Ascoli, 64, who teaches fundraising for the master's degree program in the management of nonprofit social service agencies, at the Spertus Institute of Jewish Studies in Chicago, says Rosenwald's $1 million challenge grant to the American Jewish Committee to aid Jewish victims of World War I—at the time the largest gift ever given by an individual to a public charity—began a trend in fundraising and philanthropy.
And, he notes, his grandfather "broke the mold" for philanthropic giving in the U.S. by creating the first major American foundation designed to go out of existence on its own, in accordance with Rosenwald's belief that each generation should give away its own money. Ascoli is pleased that his grandfather's legacy is recognized and remembered with the Julius Rosenwald Award, the highest honor given by the Jewish Federation of Metropolitan Chicago.
Ascoli, who received bachelor's degrees from the University of Chicago and St. Catherine's College, Oxford, and a Ph.D. from the University of California at Berkeley—all in European history—laments what had to be omitted from his grandfather's biography. "The publisher said I had to cut it by a third, and I wrestled with that for 10 months. For example, I had to leave out his incredible relationship with a black biologist at Howard University."
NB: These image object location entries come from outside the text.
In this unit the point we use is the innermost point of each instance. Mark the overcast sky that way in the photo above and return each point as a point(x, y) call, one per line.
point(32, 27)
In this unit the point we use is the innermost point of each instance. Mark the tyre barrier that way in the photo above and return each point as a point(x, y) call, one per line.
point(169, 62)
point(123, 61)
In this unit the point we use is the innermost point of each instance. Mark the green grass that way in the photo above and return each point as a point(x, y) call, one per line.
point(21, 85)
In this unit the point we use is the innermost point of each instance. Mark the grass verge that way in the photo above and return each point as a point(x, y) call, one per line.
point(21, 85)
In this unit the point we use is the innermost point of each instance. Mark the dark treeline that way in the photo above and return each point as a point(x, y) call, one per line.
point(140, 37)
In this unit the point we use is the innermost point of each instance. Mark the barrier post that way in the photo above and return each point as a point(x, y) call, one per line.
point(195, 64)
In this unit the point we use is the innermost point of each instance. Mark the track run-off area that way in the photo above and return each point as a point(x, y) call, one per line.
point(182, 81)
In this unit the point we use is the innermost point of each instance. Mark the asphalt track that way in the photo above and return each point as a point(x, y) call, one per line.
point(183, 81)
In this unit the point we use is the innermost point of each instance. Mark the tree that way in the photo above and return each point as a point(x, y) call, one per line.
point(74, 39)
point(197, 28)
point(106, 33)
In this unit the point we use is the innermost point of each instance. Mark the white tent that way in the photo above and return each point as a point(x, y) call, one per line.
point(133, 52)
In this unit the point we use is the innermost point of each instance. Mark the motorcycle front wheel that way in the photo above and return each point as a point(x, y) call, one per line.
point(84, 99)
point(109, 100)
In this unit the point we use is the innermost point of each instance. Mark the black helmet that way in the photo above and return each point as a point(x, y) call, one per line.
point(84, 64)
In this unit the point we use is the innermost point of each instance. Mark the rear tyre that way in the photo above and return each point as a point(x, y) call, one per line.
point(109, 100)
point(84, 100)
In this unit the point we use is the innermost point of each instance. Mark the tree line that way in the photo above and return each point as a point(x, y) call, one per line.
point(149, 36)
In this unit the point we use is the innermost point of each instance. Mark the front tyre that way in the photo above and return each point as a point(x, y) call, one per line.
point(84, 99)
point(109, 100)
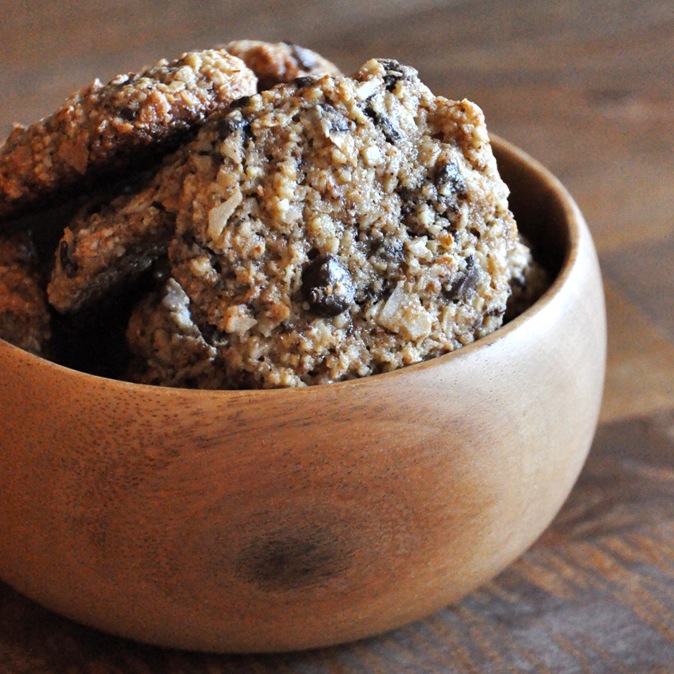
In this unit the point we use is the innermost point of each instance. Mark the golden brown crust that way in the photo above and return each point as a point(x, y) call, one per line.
point(105, 127)
point(24, 317)
point(275, 63)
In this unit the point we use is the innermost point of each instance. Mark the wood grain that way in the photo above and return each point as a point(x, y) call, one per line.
point(585, 87)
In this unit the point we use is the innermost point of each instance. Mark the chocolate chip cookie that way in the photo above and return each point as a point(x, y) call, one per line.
point(105, 128)
point(275, 63)
point(109, 244)
point(336, 228)
point(24, 316)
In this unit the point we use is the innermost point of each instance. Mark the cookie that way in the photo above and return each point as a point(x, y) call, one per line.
point(339, 228)
point(24, 316)
point(168, 348)
point(275, 63)
point(108, 245)
point(106, 128)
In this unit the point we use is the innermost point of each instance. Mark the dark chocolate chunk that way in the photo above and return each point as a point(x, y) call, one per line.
point(384, 123)
point(304, 57)
point(232, 123)
point(464, 283)
point(68, 262)
point(449, 180)
point(327, 286)
point(394, 73)
point(306, 81)
point(240, 102)
point(338, 123)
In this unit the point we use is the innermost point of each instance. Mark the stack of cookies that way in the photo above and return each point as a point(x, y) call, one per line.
point(248, 217)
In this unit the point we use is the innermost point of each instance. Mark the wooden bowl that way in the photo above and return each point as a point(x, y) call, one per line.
point(288, 519)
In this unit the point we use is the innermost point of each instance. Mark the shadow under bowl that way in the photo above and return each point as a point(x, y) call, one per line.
point(287, 519)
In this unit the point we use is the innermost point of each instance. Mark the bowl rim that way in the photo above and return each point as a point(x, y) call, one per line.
point(574, 222)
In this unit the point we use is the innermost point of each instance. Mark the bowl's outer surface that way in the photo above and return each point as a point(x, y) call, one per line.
point(272, 520)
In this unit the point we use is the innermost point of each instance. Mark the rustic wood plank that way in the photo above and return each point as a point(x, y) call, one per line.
point(595, 594)
point(585, 87)
point(640, 370)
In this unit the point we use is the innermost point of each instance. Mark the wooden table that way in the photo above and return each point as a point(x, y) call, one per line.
point(587, 88)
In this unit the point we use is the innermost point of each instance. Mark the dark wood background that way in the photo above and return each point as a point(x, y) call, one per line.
point(587, 87)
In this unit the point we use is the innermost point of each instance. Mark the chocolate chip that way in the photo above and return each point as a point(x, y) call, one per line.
point(336, 120)
point(384, 123)
point(232, 123)
point(394, 73)
point(127, 114)
point(304, 57)
point(301, 82)
point(240, 102)
point(68, 262)
point(449, 180)
point(327, 286)
point(390, 250)
point(464, 282)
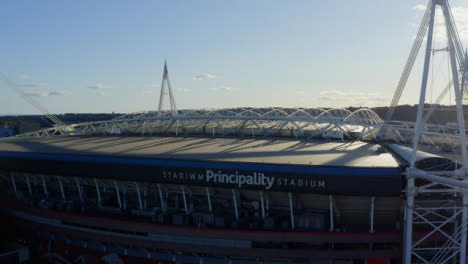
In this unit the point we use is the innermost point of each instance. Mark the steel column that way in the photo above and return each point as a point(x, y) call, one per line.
point(291, 211)
point(139, 196)
point(29, 184)
point(117, 191)
point(419, 117)
point(13, 182)
point(456, 84)
point(464, 224)
point(235, 204)
point(371, 229)
point(61, 188)
point(208, 197)
point(408, 235)
point(184, 199)
point(78, 187)
point(163, 207)
point(98, 192)
point(45, 186)
point(332, 224)
point(262, 204)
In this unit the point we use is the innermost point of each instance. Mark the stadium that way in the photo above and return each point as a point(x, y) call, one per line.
point(258, 193)
point(247, 185)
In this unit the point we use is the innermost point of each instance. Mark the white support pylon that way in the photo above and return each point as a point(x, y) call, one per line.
point(441, 204)
point(166, 84)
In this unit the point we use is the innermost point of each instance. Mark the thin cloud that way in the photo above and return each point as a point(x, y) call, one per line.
point(59, 93)
point(24, 76)
point(221, 88)
point(204, 76)
point(460, 15)
point(183, 90)
point(419, 7)
point(152, 85)
point(38, 84)
point(34, 94)
point(99, 86)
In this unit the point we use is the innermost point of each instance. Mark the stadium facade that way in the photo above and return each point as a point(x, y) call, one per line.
point(214, 200)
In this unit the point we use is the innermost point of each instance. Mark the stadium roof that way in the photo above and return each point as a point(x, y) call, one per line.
point(270, 151)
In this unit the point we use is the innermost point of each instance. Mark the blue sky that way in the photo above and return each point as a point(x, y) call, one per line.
point(104, 56)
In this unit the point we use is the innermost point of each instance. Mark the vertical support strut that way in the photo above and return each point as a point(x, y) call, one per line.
point(13, 182)
point(162, 94)
point(422, 96)
point(332, 224)
point(139, 196)
point(262, 203)
point(161, 198)
point(98, 192)
point(61, 188)
point(184, 199)
point(45, 186)
point(29, 185)
point(409, 208)
point(235, 204)
point(208, 197)
point(118, 194)
point(371, 229)
point(291, 211)
point(78, 187)
point(456, 84)
point(464, 223)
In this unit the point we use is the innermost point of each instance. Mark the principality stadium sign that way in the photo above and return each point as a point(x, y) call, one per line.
point(250, 180)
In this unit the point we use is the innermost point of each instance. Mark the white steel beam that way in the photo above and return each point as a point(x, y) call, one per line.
point(161, 198)
point(422, 96)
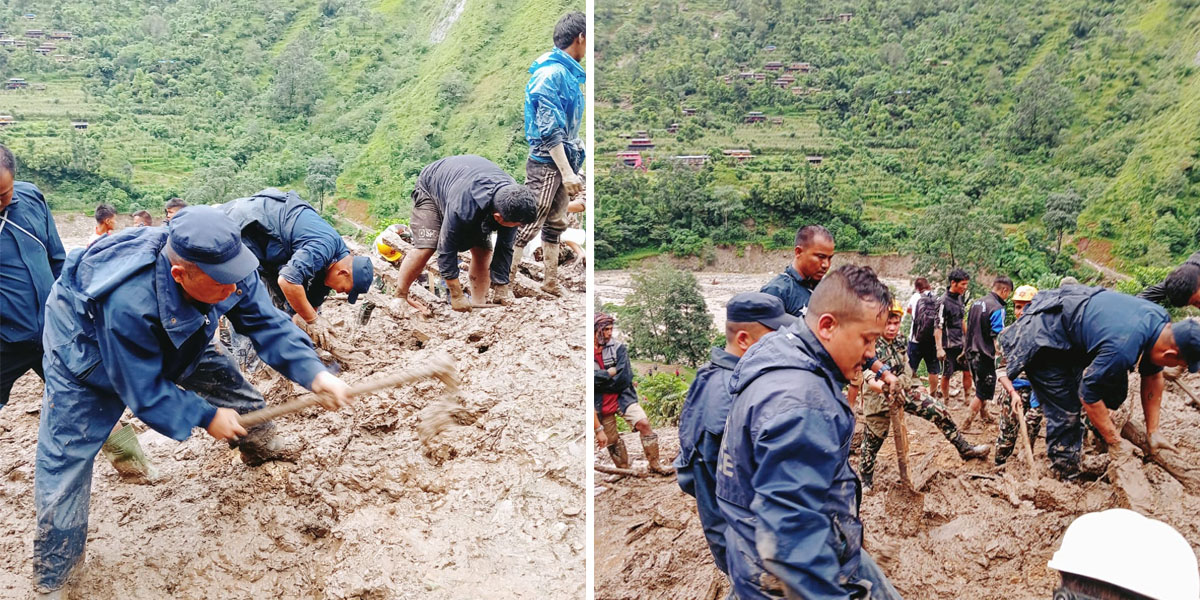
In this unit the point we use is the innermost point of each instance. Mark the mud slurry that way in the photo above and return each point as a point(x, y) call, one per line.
point(978, 531)
point(493, 505)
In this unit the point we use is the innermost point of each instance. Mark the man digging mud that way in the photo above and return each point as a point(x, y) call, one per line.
point(615, 395)
point(457, 203)
point(553, 112)
point(748, 317)
point(891, 349)
point(784, 481)
point(1077, 346)
point(300, 258)
point(130, 323)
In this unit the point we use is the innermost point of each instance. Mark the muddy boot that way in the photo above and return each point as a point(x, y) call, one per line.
point(123, 450)
point(651, 449)
point(969, 451)
point(263, 445)
point(550, 262)
point(515, 269)
point(502, 294)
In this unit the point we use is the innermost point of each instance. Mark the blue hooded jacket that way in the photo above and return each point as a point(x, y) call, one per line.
point(119, 323)
point(701, 429)
point(555, 107)
point(784, 480)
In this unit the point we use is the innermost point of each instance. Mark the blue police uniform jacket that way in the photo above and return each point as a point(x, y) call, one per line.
point(289, 239)
point(784, 480)
point(701, 429)
point(1107, 334)
point(793, 289)
point(117, 322)
point(31, 257)
point(553, 108)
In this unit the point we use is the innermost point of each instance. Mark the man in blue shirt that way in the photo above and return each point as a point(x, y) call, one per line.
point(784, 481)
point(795, 286)
point(300, 257)
point(457, 203)
point(30, 259)
point(130, 323)
point(553, 113)
point(1077, 346)
point(748, 317)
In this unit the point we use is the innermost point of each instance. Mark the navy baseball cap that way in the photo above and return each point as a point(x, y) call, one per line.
point(364, 276)
point(209, 238)
point(1187, 337)
point(757, 306)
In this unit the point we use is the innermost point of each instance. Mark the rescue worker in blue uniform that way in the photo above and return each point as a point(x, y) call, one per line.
point(30, 259)
point(1077, 346)
point(748, 317)
point(300, 257)
point(130, 323)
point(553, 113)
point(784, 480)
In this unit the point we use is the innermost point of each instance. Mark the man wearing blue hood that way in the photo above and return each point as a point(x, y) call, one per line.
point(130, 323)
point(784, 481)
point(300, 257)
point(553, 113)
point(748, 317)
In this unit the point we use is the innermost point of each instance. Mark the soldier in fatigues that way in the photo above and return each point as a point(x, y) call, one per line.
point(891, 351)
point(1012, 389)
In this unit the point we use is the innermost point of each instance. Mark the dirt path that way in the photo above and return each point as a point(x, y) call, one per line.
point(979, 532)
point(366, 513)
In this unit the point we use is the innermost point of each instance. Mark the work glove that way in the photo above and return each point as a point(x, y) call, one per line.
point(457, 300)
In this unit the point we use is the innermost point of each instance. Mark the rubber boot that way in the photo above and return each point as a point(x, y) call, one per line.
point(515, 269)
point(651, 449)
point(123, 450)
point(457, 300)
point(619, 454)
point(503, 294)
point(969, 451)
point(550, 259)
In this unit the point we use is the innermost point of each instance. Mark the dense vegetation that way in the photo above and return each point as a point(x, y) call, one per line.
point(211, 100)
point(988, 135)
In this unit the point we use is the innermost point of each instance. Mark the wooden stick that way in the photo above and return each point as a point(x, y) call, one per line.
point(439, 366)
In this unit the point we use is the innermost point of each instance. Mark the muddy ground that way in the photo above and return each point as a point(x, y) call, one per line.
point(978, 532)
point(495, 505)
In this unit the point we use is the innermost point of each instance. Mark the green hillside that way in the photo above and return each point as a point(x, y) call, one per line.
point(207, 100)
point(922, 111)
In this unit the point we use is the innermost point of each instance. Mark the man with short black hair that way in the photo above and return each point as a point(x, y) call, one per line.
point(1180, 288)
point(130, 323)
point(31, 257)
point(811, 258)
point(748, 318)
point(948, 331)
point(553, 112)
point(172, 207)
point(784, 480)
point(457, 203)
point(985, 321)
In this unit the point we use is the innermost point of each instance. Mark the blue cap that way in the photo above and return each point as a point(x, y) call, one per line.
point(364, 276)
point(209, 238)
point(1187, 337)
point(757, 306)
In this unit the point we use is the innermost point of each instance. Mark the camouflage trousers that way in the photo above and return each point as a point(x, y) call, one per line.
point(1009, 429)
point(877, 423)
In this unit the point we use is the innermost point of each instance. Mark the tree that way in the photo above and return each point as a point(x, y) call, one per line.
point(666, 319)
point(299, 79)
point(322, 179)
point(1062, 211)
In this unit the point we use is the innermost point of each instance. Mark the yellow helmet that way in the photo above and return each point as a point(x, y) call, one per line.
point(388, 252)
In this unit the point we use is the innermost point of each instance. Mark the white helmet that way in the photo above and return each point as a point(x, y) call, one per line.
point(1155, 561)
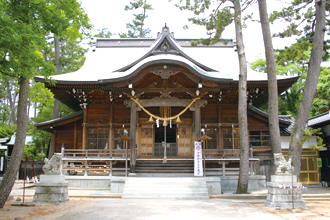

Asked which of his grandfather's traits he inherited, Ascoli shifts his weight and responds, "Boy, that's tough. Well, I like to think I'm open in dealing with people. I inherited my father's temper, not my grandfather's. He wasn't a saint; he did get angry, but it would pass like a thunderstorm. I'm not as good a manager as he was, and though I like to think of myself as a modest person, perhaps not modest in the same fashion as my grandfather. What I did inherit from my mother and grandfather was a sense of philanthropy."
That treasure trove of artifacts discovered in his aunt's attic still fascinates Ascoli, who hankers to use the letters, photos and information to write another book, a snapshot of life from 1910 to 1912.
Before that happens, Ascoli has speaking engagements, book fairs and book signings for his current book. And he and his wife, Lucy, are off to Brookline, Mass., to spend more time with his first grandson, Yonathan, born Feb. 6 to his daughter, Elizabeth Tsapira, and son-in-law. It's time that Peter Ascoli cherishes because he knows more than a little about the importance of family history.
Julius Rosenwald: First president of JUF's precursor
Julius Rosenwald took a leadership role in establishing social services to meet the needs of some 100,000 impoverished Jewish immigrants who settled in Chicago at the turn of the 20th century. Later, he worked to unite the city's German and Eastern European Jewish communities. As president of the Federated Orthodox Charities, Rosenwald led calls for a merger with the Associated Jewish Charities (the forerunner of the Jewish United Fund). In 1923, the Jewish community took that major step toward solidarity, and Rosenwald became the first president of the combined Jewish Charities of Chicago, which in 1949 was renamed the Jewish Federation of Metropolitan Chicago.